During Journey, 12-Year-Old Drake Gives Back
MAYVILLE — Debbie McKane said the act of connecting, building and snapping the Lego pieces eases her son’s mind and lets him forget about cancer at least for while.
A year ago today, 12-year old Drake McKane of Mayville was diagnosed with leukemia, a form of cancer that affects a person’s blood and bone marrow. The year-long journey has included treatment every week, but one thing that helps McKane through the ongoing process is playing with Legos. On Friday, he was able to share his self-help activity with other children diagnosed with cancer.
McKane and his family delivered more than 150 boxes of Lego sets and 60 stuffed animals to children diagnosed with cancer at Oishei Children’s Hospital of Buffalo.
Debbie McKane said her son is generally in positive spirits living with leukemia and recently decided to give back to other people in need. After receiving support from family members and the community when Drake McKane was diagnosed — a tough time for the McKane’s — the family thought donating to other children diagnosed with cancer was the right thing to do.
“It was shocking, heartbreaking,” Debbie McKane said of initially hearing the diagnosis. “It felt like our world was tipped upside down.”

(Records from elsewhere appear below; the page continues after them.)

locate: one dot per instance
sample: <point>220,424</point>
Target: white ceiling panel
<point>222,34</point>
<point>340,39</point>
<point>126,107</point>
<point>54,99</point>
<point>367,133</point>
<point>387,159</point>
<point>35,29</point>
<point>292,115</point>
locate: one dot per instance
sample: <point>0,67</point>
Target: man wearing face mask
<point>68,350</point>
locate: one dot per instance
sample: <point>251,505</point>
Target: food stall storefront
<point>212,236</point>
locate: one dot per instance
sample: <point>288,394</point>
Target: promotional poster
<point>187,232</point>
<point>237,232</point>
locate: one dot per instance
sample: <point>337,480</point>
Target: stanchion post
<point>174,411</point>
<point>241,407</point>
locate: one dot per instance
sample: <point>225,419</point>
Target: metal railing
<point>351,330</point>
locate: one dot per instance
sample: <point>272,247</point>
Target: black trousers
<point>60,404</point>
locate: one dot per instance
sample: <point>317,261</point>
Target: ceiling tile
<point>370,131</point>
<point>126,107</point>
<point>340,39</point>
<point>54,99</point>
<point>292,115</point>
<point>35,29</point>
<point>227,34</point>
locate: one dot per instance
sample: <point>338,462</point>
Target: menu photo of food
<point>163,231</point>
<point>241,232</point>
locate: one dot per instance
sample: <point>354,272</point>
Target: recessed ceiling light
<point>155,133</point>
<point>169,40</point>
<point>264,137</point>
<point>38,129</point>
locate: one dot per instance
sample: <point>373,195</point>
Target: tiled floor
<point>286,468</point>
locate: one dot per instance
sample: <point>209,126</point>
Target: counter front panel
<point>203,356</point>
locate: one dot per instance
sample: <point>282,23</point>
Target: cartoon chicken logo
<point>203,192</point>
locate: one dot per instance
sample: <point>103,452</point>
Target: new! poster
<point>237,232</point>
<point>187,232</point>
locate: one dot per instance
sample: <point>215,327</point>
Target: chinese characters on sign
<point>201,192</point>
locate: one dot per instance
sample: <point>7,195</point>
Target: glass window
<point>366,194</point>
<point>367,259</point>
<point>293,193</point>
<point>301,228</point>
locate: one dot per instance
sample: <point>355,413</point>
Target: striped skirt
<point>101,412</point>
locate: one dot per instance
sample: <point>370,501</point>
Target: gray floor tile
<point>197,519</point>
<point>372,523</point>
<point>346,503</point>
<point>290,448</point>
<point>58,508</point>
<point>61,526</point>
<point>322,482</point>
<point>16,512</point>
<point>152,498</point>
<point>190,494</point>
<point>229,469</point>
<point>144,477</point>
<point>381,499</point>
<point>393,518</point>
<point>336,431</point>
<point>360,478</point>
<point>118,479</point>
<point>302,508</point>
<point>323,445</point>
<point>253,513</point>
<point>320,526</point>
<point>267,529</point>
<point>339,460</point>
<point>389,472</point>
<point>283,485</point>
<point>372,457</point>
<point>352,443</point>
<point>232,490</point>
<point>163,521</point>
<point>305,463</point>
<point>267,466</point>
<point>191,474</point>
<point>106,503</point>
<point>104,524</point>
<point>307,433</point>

The 12-year old Mayville boy was diagnosed with B-Cell Acute Lymphoblastic Leukemia, the most common form of leukemia. It was also determined that he possessed what’s referred to as the Philadelphia chromosome. The abnormality is observed when part of chromosome nine transfers into chromosome 22, according to the National Cancer Institute’s Dictionary of Cancer Terms. The changed chromosome 22 is referred to as the Philadelphia chromosome. Debbie McKane said the abnormality makes it more difficult for her son to recover from leukemia and subsequent treatment.

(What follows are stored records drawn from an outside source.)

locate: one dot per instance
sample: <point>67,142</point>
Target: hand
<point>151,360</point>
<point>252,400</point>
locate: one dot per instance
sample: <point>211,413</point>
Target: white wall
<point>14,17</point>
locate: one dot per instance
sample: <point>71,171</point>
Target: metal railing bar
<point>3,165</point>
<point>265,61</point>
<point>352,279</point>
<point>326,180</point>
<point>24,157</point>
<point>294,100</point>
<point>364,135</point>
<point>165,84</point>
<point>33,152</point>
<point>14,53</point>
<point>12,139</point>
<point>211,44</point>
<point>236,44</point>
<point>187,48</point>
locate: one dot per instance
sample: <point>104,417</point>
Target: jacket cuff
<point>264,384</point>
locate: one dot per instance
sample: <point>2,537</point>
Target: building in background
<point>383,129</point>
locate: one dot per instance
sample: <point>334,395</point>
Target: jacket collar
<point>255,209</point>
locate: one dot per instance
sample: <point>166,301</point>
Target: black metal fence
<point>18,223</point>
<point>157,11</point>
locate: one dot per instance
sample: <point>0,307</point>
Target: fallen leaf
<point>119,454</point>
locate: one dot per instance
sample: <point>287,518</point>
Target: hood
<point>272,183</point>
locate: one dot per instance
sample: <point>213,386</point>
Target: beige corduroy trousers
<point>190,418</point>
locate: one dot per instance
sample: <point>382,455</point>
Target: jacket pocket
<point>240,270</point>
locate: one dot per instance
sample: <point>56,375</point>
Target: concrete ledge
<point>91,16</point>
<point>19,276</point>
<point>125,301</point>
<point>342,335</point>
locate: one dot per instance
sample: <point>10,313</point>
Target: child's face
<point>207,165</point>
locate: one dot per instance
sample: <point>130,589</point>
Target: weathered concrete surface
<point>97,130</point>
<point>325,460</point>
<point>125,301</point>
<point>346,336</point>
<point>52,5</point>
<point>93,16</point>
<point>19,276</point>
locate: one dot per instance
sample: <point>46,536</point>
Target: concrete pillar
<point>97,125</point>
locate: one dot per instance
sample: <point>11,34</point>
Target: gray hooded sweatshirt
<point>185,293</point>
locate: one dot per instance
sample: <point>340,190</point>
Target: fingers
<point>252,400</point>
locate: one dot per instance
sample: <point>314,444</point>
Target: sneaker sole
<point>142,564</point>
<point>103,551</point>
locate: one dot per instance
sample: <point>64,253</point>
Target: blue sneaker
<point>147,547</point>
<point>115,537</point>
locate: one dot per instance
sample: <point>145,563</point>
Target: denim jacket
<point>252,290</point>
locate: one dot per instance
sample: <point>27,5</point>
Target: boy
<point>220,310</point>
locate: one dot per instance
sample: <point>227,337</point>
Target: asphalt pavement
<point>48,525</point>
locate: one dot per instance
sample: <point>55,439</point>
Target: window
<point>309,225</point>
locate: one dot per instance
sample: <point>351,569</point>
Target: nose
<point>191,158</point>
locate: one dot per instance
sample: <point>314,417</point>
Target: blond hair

But, despite being faced with these obstacles, Drake McKane remains positive, his mother said.
“He knows he’s not alone,” she said.
On Friday, Drake McKane, accompanied by his mother, father, brother and sister, wasn’t alone — nor were many other children inside the hospital. Drake McKane delivered boxes of Legos and stuffed animals on the 12th floor. Other floors were later treated to the donations as well.

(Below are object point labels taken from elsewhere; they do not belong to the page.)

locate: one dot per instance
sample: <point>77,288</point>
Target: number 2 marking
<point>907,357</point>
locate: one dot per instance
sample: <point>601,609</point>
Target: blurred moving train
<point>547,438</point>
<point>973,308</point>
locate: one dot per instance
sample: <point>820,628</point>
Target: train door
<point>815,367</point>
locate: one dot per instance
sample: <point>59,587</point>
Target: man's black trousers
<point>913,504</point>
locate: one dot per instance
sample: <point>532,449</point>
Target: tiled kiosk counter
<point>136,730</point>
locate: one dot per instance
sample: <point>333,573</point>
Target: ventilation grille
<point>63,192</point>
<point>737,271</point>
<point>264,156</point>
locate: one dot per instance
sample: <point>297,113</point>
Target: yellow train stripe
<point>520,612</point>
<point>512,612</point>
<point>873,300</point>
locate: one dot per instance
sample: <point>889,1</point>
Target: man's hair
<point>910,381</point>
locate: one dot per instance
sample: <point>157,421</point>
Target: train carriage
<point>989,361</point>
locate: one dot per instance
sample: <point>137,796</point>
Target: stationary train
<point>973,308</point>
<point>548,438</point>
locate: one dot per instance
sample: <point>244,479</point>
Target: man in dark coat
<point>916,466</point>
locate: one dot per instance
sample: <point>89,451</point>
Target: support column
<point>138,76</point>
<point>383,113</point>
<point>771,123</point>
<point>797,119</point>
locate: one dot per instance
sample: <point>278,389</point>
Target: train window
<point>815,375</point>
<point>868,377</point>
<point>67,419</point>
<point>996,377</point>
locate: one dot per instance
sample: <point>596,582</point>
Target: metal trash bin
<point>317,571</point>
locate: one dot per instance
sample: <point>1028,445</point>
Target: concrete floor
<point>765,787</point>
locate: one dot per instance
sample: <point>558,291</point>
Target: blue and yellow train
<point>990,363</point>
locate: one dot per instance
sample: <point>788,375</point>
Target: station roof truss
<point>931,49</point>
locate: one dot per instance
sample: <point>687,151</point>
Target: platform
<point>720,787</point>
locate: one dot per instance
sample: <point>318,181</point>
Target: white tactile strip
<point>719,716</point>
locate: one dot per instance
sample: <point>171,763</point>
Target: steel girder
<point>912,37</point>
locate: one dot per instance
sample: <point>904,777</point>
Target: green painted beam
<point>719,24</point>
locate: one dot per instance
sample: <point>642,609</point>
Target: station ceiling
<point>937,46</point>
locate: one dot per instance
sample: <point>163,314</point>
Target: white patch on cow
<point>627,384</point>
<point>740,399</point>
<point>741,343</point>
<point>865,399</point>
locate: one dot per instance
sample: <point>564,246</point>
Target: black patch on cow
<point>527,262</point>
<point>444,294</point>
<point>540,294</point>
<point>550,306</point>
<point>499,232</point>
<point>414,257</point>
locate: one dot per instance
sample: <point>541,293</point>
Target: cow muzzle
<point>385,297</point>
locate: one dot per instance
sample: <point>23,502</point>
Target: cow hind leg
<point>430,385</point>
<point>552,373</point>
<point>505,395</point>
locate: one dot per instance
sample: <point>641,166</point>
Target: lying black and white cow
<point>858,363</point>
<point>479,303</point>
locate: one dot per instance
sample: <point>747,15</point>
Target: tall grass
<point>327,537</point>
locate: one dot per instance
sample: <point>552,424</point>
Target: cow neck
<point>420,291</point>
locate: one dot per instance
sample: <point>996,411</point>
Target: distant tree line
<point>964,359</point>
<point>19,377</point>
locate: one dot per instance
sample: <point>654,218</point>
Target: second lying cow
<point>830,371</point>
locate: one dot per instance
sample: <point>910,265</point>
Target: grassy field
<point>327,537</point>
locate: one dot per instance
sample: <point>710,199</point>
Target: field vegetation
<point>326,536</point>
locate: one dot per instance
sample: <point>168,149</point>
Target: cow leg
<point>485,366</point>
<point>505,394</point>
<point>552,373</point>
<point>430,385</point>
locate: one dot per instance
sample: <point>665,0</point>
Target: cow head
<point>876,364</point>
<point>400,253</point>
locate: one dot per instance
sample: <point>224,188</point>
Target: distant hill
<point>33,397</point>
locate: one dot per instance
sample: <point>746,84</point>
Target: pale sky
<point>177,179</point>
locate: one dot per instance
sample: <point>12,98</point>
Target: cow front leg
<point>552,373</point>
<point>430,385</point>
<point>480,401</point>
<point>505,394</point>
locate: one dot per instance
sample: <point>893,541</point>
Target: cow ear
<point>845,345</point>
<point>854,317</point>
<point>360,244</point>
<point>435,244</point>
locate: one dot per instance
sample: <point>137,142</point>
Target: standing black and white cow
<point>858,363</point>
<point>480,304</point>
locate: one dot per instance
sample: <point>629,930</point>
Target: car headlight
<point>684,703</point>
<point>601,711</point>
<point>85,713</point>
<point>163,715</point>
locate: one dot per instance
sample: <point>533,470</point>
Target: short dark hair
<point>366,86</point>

“I just found that Legos are pretty calming and relaxing for him,” she said of her son. “They get ‘chemo brain,’ as the doctor’s call it. They get forgetfull. It’s just so relaxing to do this and it helps because they have to actually concentrate. It helps mind wise as well as a form of physical therapy for his hands.”
“It helps probably because it keeps their mind content,” she continued. “It takes them away from thinking about the fact they have cancer 24/7.”
The collection of donations began after she posted on the “Drake’s Journey” Facebook page about the idea. The fundraiser eventually incorporated stuffed animals, too. Through the Facebook page, family and additional support, the McKane’s were able to curate the end total amount of donations. Drake McKane and his mother hope the donations of Lego blocks can help ease the mind’s of children at least for as long as the build lasts.
“For Drake, he’s in Lego world when he’s building,” Debbie McKane said. “He’s not thinking about the fact he has cancer. He’s fully concentrated on building.”
Drake McKane is expected to undergo treatment for at least one more year. Debbie McKane also expected the family would do another round of donations this year as well, and was open to making it an annual endeavor.